Carta Aberta sobre o Dia Internacional da Luta Camponesa - 17 de Abril de 2021

 

A Europa precisa de mais Agricultores

17 de Abril é o Dia Internacional da Luta Camponesa! Para assinalar este dia, a CNA assinou com a ECVC - European Coordination Via Campesina (organização de que é membro), e com outras organizações camponesas, aliados e académicos, uma Carta Aberta dirigida à Comissão Europeia a alertar para o papel fundamental dos pequenos e médios agricultores.

A Carta aponta para a necessidade de adoptar políticas públicas que valorizem e defendam a Agricultura Familiar e a Soberania Alimentar, nomeadamente através da regulação do mercado e da criação de condições para rendimentos justos para os agricultores, de uma melhor e mais justa distribuição das ajudas, do acesso à terra, entre outras.

Carta disponível AQUI.

 

Pela atenção de:

Vice-presidente executivo da Comissão Europeia, Frans Timmermans
Comissário Sra. Stella Kyriakides
Comissário Sr. Janusz Wojciechowski
Comissário Sr. Virginijus Sinkevi?ius
Presidente do Conselho da Agricultura e Pescas, Ministra da Agricultura de Portugal, Maria do Céu Antunes
Representante Permanente da Agricultura de Portugal junto da União Europeia, Sr. César Cortes
Membro do Parlamento Europeu, Sr. Eric Andrieu
Membro do Parlamento Europeu, Sr. Peter Jahr
Membro do Parlamento Europeu, Sra.
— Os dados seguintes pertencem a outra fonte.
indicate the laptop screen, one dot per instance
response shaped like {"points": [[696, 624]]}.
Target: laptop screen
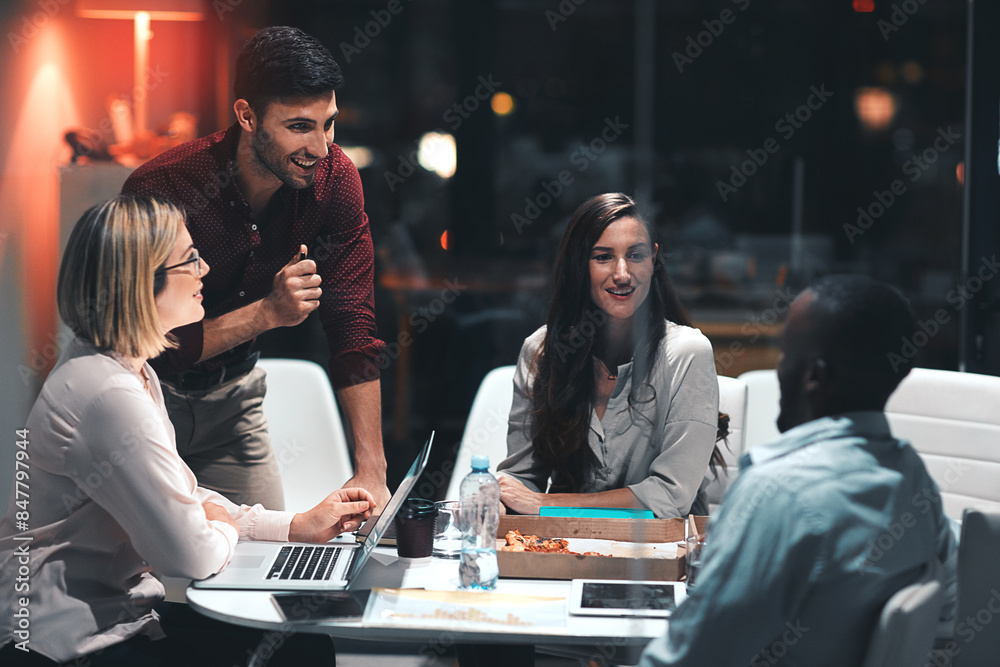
{"points": [[392, 507]]}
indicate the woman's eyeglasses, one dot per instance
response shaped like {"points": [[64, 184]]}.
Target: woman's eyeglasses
{"points": [[195, 259]]}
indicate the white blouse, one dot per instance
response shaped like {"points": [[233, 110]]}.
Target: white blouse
{"points": [[109, 500]]}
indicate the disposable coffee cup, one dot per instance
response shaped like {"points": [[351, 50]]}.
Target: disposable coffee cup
{"points": [[415, 528]]}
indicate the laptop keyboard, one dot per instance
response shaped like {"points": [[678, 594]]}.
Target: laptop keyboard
{"points": [[305, 563]]}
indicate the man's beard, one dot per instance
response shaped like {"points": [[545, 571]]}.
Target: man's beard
{"points": [[266, 154]]}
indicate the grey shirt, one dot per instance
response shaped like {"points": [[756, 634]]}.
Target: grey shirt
{"points": [[658, 449]]}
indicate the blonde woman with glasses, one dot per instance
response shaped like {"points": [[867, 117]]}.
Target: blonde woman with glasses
{"points": [[110, 499]]}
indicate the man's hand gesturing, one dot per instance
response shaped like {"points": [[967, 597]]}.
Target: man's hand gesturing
{"points": [[295, 292]]}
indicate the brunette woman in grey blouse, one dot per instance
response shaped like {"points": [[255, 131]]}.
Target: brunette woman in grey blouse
{"points": [[616, 399]]}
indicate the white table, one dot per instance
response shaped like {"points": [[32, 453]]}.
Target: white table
{"points": [[617, 640]]}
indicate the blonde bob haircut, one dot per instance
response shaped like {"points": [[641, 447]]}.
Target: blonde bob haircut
{"points": [[107, 287]]}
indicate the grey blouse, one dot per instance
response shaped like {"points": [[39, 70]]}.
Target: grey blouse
{"points": [[658, 449]]}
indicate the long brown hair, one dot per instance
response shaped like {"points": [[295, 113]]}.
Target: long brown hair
{"points": [[563, 390]]}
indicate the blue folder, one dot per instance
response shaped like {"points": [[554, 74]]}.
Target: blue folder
{"points": [[596, 512]]}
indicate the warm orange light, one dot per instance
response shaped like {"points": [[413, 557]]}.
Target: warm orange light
{"points": [[502, 103], [158, 10], [141, 12], [29, 190], [876, 107]]}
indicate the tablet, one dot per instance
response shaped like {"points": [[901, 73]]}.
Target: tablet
{"points": [[321, 605], [607, 597]]}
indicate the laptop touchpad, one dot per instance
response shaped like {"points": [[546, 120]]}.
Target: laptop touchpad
{"points": [[245, 560]]}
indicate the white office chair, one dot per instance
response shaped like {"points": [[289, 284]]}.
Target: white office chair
{"points": [[953, 420], [306, 435], [905, 631], [486, 428], [306, 432], [978, 582], [732, 401], [762, 408]]}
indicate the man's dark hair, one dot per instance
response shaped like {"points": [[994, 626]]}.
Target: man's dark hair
{"points": [[281, 62], [858, 326]]}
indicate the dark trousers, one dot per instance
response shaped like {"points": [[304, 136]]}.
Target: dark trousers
{"points": [[196, 641]]}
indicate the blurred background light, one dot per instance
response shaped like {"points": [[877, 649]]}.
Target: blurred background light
{"points": [[502, 104], [876, 107], [437, 153]]}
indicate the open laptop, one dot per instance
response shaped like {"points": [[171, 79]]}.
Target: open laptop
{"points": [[290, 566]]}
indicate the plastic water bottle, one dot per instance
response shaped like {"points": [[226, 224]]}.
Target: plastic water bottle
{"points": [[479, 516]]}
Ulrike Müller

 

16 de Abril de 2021, Bruxelas

17 de Abril marca o Dia Internacional da Luta Camponesa. Neste dia, relembramos o massacre de 21 camponeses sem terra em 1996 em Eldorado dos Carajás, Brasil, enquanto manifestamos o apoio a uma mudança na agricultura.
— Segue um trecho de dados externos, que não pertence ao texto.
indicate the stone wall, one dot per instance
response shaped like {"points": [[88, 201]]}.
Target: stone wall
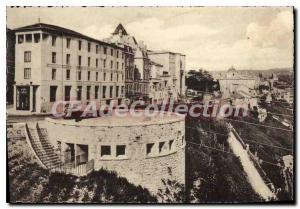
{"points": [[165, 161]]}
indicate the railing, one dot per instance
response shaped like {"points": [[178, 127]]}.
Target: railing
{"points": [[79, 170]]}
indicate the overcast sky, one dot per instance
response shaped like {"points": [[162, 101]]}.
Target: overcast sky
{"points": [[213, 38]]}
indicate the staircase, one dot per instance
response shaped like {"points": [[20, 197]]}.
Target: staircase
{"points": [[42, 147]]}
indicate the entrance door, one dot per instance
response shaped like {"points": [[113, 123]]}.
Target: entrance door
{"points": [[34, 99], [67, 93], [23, 98]]}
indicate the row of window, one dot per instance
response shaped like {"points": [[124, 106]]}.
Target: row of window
{"points": [[163, 147], [67, 92], [27, 58], [119, 77], [37, 37]]}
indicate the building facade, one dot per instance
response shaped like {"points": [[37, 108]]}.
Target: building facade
{"points": [[143, 149], [234, 80], [173, 66], [55, 63], [10, 65], [137, 63]]}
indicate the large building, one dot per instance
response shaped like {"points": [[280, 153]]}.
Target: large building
{"points": [[10, 65], [234, 80], [174, 66], [55, 63], [168, 78]]}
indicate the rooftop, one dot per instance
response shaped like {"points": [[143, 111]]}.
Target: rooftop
{"points": [[127, 120]]}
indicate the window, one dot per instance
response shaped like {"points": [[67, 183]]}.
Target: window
{"points": [[27, 56], [121, 150], [37, 37], [104, 91], [67, 93], [88, 92], [53, 93], [53, 74], [68, 59], [89, 47], [160, 146], [96, 92], [79, 45], [28, 38], [53, 40], [171, 142], [79, 92], [89, 75], [117, 91], [44, 36], [104, 63], [68, 43], [27, 73], [79, 60], [53, 57], [79, 75], [20, 39], [111, 91], [149, 148], [105, 150], [68, 74]]}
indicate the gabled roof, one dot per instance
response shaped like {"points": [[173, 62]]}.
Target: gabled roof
{"points": [[59, 31], [118, 28]]}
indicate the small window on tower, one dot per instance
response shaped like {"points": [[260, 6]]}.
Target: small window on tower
{"points": [[149, 148], [121, 150], [105, 151]]}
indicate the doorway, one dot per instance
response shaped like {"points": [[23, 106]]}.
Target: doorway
{"points": [[23, 98]]}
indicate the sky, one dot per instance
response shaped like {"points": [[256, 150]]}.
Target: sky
{"points": [[212, 38]]}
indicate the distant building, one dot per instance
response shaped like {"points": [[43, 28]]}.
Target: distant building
{"points": [[55, 63], [286, 94], [174, 65]]}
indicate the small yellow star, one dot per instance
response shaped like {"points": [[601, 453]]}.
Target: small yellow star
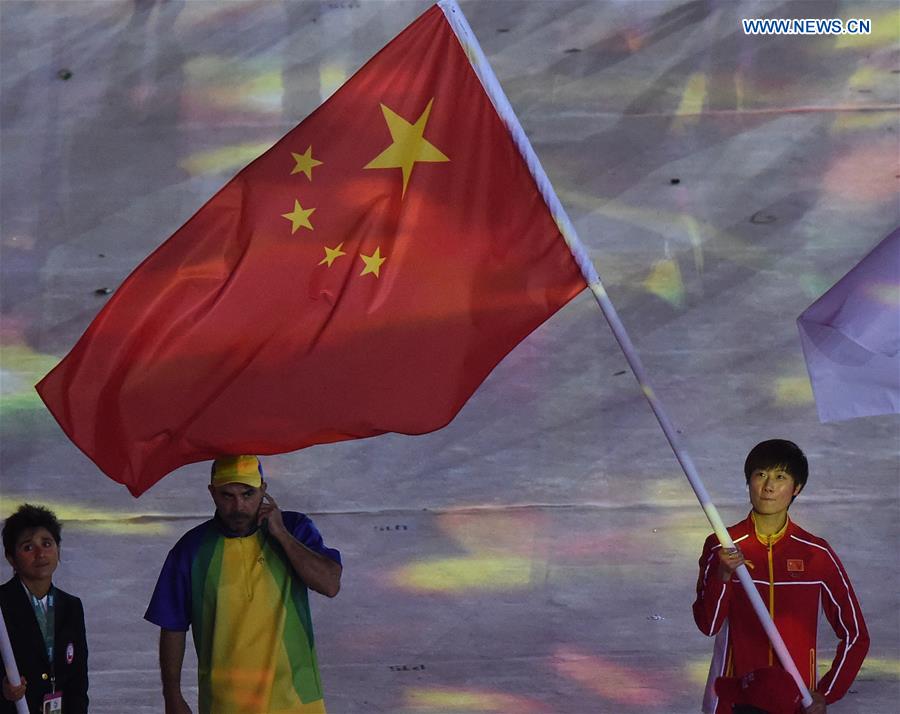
{"points": [[409, 145], [332, 254], [373, 262], [299, 217], [305, 163]]}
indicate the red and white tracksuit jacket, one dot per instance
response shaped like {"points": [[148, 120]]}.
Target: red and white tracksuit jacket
{"points": [[795, 573]]}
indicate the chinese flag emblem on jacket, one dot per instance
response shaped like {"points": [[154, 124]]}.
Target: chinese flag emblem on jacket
{"points": [[362, 276]]}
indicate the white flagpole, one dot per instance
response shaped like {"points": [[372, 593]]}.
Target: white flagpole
{"points": [[491, 85], [9, 663]]}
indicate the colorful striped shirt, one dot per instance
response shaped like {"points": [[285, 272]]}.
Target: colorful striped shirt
{"points": [[249, 616]]}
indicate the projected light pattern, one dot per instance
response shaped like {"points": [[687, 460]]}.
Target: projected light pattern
{"points": [[614, 682], [446, 699], [719, 182]]}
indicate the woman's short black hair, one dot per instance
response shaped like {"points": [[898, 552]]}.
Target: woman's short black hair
{"points": [[26, 517], [778, 452]]}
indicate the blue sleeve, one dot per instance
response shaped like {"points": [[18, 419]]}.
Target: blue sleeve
{"points": [[170, 606], [304, 530]]}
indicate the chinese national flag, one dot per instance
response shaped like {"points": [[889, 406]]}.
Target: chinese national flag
{"points": [[362, 276]]}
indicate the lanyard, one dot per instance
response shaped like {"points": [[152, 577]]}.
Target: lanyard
{"points": [[46, 621]]}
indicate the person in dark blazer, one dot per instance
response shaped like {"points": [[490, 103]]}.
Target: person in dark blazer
{"points": [[41, 618]]}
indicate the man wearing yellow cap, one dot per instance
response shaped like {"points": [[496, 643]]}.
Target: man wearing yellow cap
{"points": [[239, 581]]}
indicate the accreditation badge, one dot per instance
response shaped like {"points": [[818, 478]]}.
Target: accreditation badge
{"points": [[52, 703]]}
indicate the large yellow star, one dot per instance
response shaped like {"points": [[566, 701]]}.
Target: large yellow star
{"points": [[373, 262], [299, 217], [305, 163], [409, 145], [332, 254]]}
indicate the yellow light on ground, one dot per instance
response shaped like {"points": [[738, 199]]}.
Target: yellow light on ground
{"points": [[22, 367], [692, 100], [90, 519], [466, 574], [665, 282], [793, 391], [224, 159]]}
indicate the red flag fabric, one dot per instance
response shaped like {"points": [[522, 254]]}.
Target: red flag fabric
{"points": [[362, 276]]}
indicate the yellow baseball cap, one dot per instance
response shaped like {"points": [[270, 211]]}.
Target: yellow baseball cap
{"points": [[237, 469]]}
Este dia é importante para a Europa, onde a Agricultura Familiar representa a maioria das explorações e oferece modelos económicos justos e sustentáveis. Na União Europeia (UE), apesar da diminuição do número de explorações e do aumento da concentração de terras nas mãos de poucos, a agricultura continua predominantemente em pequena escala. De acordo com relatórios publicados em 2015 e 2016, 11.885.000 (97%) as explorações são menores que 100 ha [1] e 69% são menores que 5 ha. [2] Essas pequenas explorações e as pessoas que nelas trabalham são a chave dos próprios alicerces de toda agricultura: os sistemas de sementes camponesas de onde nasceram todas as sementes, o trabalho e a conservação da terra para que seja fértil e diversa e a transmissão de conhecimento que alimenta com sucesso a população há milhares de anos.
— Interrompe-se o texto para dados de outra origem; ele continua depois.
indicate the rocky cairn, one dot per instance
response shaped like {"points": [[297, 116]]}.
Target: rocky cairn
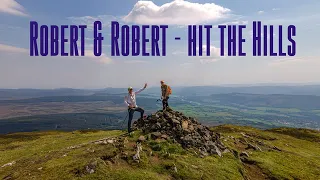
{"points": [[187, 131]]}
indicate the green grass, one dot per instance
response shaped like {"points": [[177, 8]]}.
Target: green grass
{"points": [[44, 155]]}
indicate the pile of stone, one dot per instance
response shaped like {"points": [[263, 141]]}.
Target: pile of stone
{"points": [[185, 130]]}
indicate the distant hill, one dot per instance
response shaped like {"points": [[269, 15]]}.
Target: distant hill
{"points": [[192, 90]]}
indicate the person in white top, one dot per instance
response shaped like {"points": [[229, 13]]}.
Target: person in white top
{"points": [[130, 101]]}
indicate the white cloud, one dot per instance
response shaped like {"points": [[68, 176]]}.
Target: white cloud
{"points": [[177, 12], [296, 60], [101, 59], [12, 49], [214, 55], [12, 7]]}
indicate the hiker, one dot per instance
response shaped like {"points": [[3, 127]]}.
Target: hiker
{"points": [[130, 101], [165, 92]]}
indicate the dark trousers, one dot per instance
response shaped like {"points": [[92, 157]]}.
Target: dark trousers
{"points": [[131, 112], [165, 103]]}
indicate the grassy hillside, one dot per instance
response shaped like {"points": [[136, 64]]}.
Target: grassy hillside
{"points": [[281, 154]]}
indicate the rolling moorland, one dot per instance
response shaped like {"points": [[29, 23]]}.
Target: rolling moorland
{"points": [[75, 135], [262, 107]]}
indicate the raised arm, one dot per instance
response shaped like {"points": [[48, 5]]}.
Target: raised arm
{"points": [[140, 90], [126, 101]]}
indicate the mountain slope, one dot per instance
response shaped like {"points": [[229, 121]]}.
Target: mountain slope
{"points": [[254, 154]]}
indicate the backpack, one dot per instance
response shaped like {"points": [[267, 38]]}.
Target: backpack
{"points": [[169, 90]]}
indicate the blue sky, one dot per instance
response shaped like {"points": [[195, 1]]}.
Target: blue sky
{"points": [[19, 70]]}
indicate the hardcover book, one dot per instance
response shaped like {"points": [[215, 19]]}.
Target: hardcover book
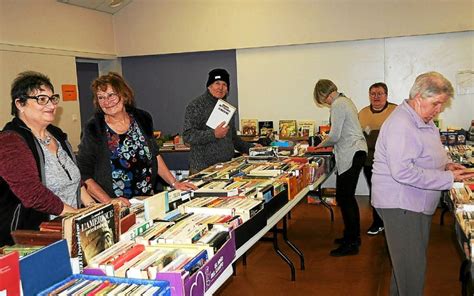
{"points": [[265, 128], [95, 232], [306, 128], [287, 128], [249, 127], [222, 112], [10, 274]]}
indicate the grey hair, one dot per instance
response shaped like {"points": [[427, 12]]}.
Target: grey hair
{"points": [[431, 84]]}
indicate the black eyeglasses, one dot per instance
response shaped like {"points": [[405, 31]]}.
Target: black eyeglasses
{"points": [[109, 97], [44, 99]]}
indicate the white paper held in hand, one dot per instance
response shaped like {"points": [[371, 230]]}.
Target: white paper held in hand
{"points": [[223, 111]]}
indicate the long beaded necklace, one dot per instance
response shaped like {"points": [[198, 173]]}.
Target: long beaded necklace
{"points": [[46, 141]]}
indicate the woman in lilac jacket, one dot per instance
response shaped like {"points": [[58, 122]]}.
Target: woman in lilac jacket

Hoje, numa carta assinada por organizações de agricultores, aliados e académicos, destacamos o papel fundamental dos pequenos e médios agricultores na resolução das actuais crises sociais, ambientais e alimentares em diferentes escalas e níveis. Estamos numa encruzilhada: a pandemia COVID-19 está em andamento e o seu fim não pode ser previsto, a reforma da PAC está em trílogo e planos estratégicos nacionais estão em elaboração, a União Europeia está a implementar a proposta de Acordo Verde Europeu com a Lei do Clima, e as Estratégias “Do Prado ao Prato” e a Estratégia da Biodiversidade. É hora de transformar objectivos em acções coerentes.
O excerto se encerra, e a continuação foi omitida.